La grève des femmes pour esquiver les clichés
Conférence de conciliation
Vous êtes-vous déjà surprise à avoir des réflexions stéréotypées? On a beau être une féministe convaincue, les inégalités qui marquent la société remontent parfois à la surface, à notre insu. Dépassons-les ce vendredi

Sous la Coupole, on cherche la reconnaissance de tel cacique, pour se sentir légitime. A la tribune du Conseil national, on aiguise son esprit critique lorsqu’une femme s’exprime, dans un élan de compétition intempestif.

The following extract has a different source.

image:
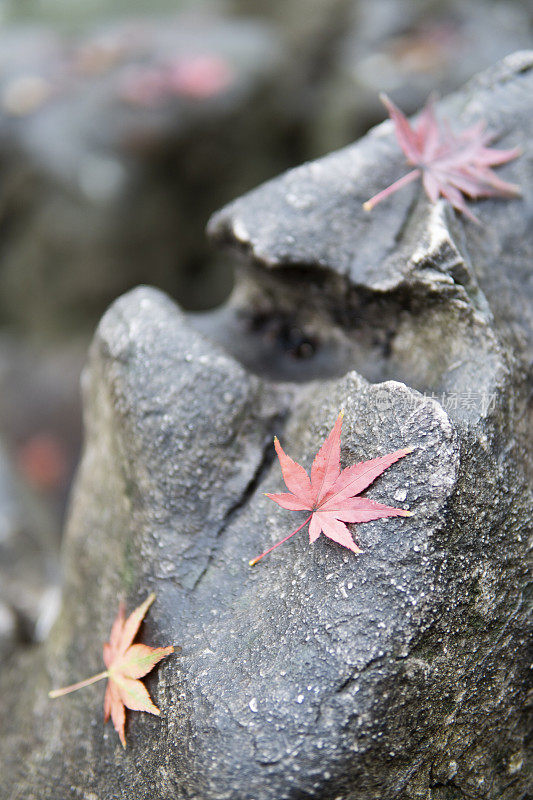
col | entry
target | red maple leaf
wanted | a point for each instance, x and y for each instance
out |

En séance de commission, on espère l’approbation de tel pilier, dont le timbre de voix force le respect. A l’université il y a quelques années, on bat des cils d’admiration devant tel professeur, dont la science semble inaccessible.

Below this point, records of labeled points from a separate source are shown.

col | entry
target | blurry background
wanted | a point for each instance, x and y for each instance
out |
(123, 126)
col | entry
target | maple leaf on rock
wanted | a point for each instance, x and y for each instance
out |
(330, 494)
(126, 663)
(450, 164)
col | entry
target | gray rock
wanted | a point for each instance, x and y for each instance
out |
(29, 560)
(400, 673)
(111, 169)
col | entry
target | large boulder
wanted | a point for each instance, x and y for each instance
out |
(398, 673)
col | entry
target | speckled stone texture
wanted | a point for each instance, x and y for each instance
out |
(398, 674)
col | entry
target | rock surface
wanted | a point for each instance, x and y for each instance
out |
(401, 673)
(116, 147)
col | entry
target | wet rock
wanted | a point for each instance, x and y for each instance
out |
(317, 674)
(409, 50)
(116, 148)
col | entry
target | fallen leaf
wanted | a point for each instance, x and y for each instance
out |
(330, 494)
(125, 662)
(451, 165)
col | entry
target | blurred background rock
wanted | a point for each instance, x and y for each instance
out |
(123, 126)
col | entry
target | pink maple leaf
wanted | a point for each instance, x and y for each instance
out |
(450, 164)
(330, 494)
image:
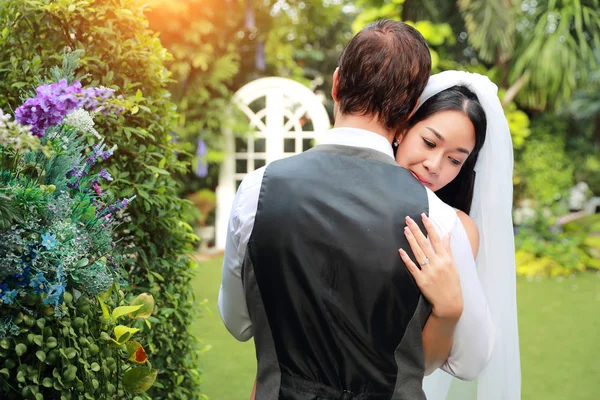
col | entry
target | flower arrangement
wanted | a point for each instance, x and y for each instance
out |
(59, 261)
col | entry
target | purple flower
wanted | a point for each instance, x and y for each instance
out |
(54, 101)
(49, 107)
(97, 189)
(104, 174)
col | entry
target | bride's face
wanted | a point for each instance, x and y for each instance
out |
(435, 149)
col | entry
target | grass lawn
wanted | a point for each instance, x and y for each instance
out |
(559, 323)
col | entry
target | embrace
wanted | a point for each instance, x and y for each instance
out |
(380, 264)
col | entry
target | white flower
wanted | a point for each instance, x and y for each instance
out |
(82, 120)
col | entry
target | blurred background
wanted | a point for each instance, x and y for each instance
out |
(544, 56)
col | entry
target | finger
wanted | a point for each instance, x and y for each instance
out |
(446, 244)
(424, 244)
(434, 238)
(414, 245)
(410, 265)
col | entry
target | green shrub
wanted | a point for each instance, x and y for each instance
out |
(543, 170)
(121, 53)
(547, 249)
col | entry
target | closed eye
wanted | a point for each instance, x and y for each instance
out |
(429, 143)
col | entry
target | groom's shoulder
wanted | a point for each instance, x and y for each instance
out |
(442, 215)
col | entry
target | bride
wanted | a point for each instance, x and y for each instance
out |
(466, 158)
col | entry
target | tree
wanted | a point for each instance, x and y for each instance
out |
(533, 43)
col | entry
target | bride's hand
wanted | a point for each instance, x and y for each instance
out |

Si je me regarde dans le blanc des yeux, j’avoue qu’il m’arrive d’avoir des réflexes stéréotypés. Ils surgissent sans crier gare, malgré toutes les stratégies que j’ai développées pour leur faire la peau. Ou quand la société nous rattrape, inégalitaire, avec ses rôles bien ciselés. Dans le milieu politique, dominé numériquement et hiérarchiquement par les hommes, ce sont d’abord ceux-ci qui distribuent les points. Eux les références. D’ailleurs, les premiers commentateurs, les journalistes parlementaires, sont très majoritairement des hommes. C’était pareil à l’université. Enfin presque, car ils ne faisaient pas le poids du nombre face à la foule d’étudiantes en littérature, mais c’étaient eux les professeurs. Comme souvent dans l’économie, où les places de direction sont occupées à 90% par des hommes et celles de PDG à 96%! Difficile de ne pas être colonisée par ces représentations qui font notre quotidien. Et c’est franchement rageant. Un peu comme quand le PLR, pour sa campagne sur l’égalité, affirme que les femmes ne sont pas émotionnelles, mais rationnelles, comme les hommes.
Nous organiser entre nous
Alors si je serai dans la rue vendredi, ce ne sera pas seulement contre les violences et le harcèlement, pour l’égalité salariale, des retraites dignes, un vrai partage des tâches, une baisse du temps de travail, une sexualité émancipée, mais aussi pour nous sentir fortes ensemble, unies et solidaires. Entre nous. Loin de ceux qui détiennent, de fait, le pouvoir et daignent ou non nous écouter. Pour nous organiser, comme les femmes du staff d’Obama qui s’«amplifiaient», se citant les unes les autres pour garantir la reconnaissance des idées qu’elles énonçaient. Pour déjouer les pièges tendus par les clichés. Parce que, comme le disent les Islandaises mentionnées dans le manifeste de la grève des femmes: «Ne changeons pas les femmes, changeons la société.»